"Die Diebe kommen jede Nacht"

Holger Schulze hat es aufgegeben, jedes Mal die Polizei zu rufen. Aber er hat akribisch aufgelistet, was ihm in den letzten Jahren schon so alles über Nacht abhanden gekommen ist: Zwei Alu-Leitern, ein Handwagen, ein Fahrrad, eine Säge, ein Bohrhammer, zwei Baustrahler, ein Balkenhobel . . . "Ich schätze mal, an die 10.000 Euro Verlust sind da schon zusammenkommen", sagt Schulze, der in Ostritz einen kleinen Handwerksbetrieb für Werbeschilder und Leuchtreklame führt. Sein Firmenwagen, ein T4-Transporter, ist vor vier Jahren gestohlen worden. "Ich habe mir bis heute noch keinen neuen kaufen können", sagt er. Schulzes Haus steht nur ein paar Steinwürfe weit von der Fußgängerbrücke entfernt, die die Ostritzer mit ihrem Bahnhof auf der anderen Seite der Neiße verbindet - und mit Polen.
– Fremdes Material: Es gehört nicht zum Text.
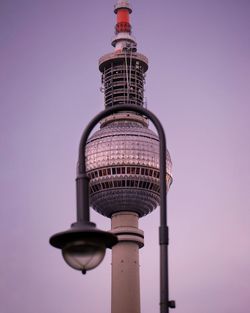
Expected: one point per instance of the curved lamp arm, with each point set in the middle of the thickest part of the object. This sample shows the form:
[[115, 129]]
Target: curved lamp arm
[[82, 181]]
Holger Schulze steht auf der Brücke und wirkt niedergeschlagen. Er hat gerade seinen Nachbarn getroffen, Hubert Rulofs, der vor vier Jahren aus München nach Ostritz gezogen ist. In München sei er nie beklaut worden, sagt Rulofs in unverkennbar bayrischem Akzent. Und hier? Sie haben ihm Diesel aus seinem Auto abgezapft, vorm Haus ein Fahrrad gestohlen, aus der Scheune einen Generator und vom Straßenrand einen Autoanhänger mit Sperrmüll. Erst gestern haben sie ihm aus seinem Garten eine Schubkarre mit Gartenwerkzeug gestohlen. "Alles, was draußen steht, ist am nächsten Morgen weg", sagt er bitter und fragt kopfschüttelnd, wo denn das noch hinführen soll. Er erwartet keine Antwort. Er hat längst resigniert.
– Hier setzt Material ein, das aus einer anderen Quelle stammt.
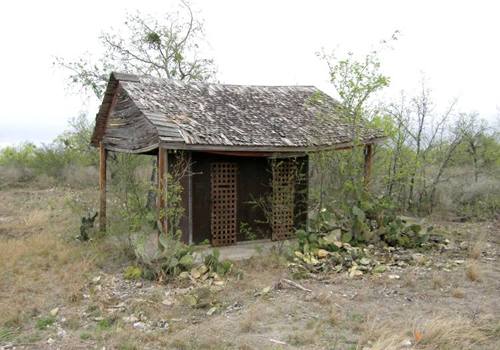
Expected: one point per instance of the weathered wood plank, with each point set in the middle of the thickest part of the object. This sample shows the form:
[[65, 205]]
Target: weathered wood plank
[[102, 186], [162, 188], [368, 152]]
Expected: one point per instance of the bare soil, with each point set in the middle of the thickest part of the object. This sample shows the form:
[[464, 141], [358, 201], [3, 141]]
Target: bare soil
[[58, 293]]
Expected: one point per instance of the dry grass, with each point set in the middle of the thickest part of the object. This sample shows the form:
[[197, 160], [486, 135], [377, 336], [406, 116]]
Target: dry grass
[[39, 273], [410, 279], [473, 272], [436, 333], [458, 293], [476, 247], [250, 321], [334, 316], [437, 280]]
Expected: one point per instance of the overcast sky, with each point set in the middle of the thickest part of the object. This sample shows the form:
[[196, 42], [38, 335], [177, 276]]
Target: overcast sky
[[455, 43]]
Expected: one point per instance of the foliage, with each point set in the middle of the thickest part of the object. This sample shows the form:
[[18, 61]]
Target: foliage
[[166, 47], [69, 149], [172, 257], [132, 273], [212, 261], [372, 220]]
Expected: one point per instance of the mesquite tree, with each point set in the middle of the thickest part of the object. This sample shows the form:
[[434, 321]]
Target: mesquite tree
[[166, 47]]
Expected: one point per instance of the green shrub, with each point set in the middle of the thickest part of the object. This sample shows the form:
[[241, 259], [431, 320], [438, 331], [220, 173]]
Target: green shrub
[[132, 273]]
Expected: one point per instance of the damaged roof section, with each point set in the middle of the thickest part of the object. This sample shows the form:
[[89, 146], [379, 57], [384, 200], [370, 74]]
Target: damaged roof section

Die Ostritzer sind sich sicher, dass die Täter über diese Neiße-Brücke kommen. "Jeder hier weiß das", sagt Hubert Rulofs bestimmt. "Und die Diebe kommen jede Nacht." In der Regel würden sie zwischen 2 Uhr nachts und 5 Uhr morgens auftauchen. "Man hört einen Schlag, wenn sie ein Schloss aufbrechen", schildert Rulofs. "Dann horcht man ins Dunkle, aber meistens hört man nichts mehr."
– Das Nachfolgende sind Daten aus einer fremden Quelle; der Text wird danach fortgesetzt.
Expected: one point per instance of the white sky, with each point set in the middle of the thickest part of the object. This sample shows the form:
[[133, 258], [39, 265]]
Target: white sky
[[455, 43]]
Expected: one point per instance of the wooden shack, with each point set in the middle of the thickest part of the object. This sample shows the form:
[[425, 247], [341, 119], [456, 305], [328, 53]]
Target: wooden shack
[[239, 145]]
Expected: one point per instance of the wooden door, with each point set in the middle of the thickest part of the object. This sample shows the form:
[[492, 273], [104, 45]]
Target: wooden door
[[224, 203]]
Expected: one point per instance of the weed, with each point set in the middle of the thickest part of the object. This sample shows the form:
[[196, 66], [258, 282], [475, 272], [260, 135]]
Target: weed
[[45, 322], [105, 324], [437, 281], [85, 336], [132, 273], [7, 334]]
Die Täter wüssten auch genau, wenn wieder etwas zu holen sei: "Am Freitagnachmittag hab ich Winterräder bekommen, Sonnabend früh waren sie weg", erzählt der Zugezogene. Eine Nachbarin habe die Räder noch verschwinden sehen. Früh um fünf hätten zwei junge Männer sie über die Brücke gerollt.
In den letzten Tagen haben sich die Diebstähle in Ostritz wieder gehäuft. Acht Garageneinbrüche in Ostritz und Leuba hat die Polizei allein am letzten Wochenende gemeldet. Bei einem Nachbarn von Hubert Rulofs haben die Einbrecher dabei Werkzeug im Wert von über 4.000 Euro gestohlen. Ein paar Straßen weiter haben sie drei Garagen aufgebrochen, aber nichts Brauchbares gefunden. Aus einer vierten Garage in Ostritz fehlt jetzt eine Dieselpumpe, aus einer Scheune in Leuba eine Kettensäge, ein Radio und mehr.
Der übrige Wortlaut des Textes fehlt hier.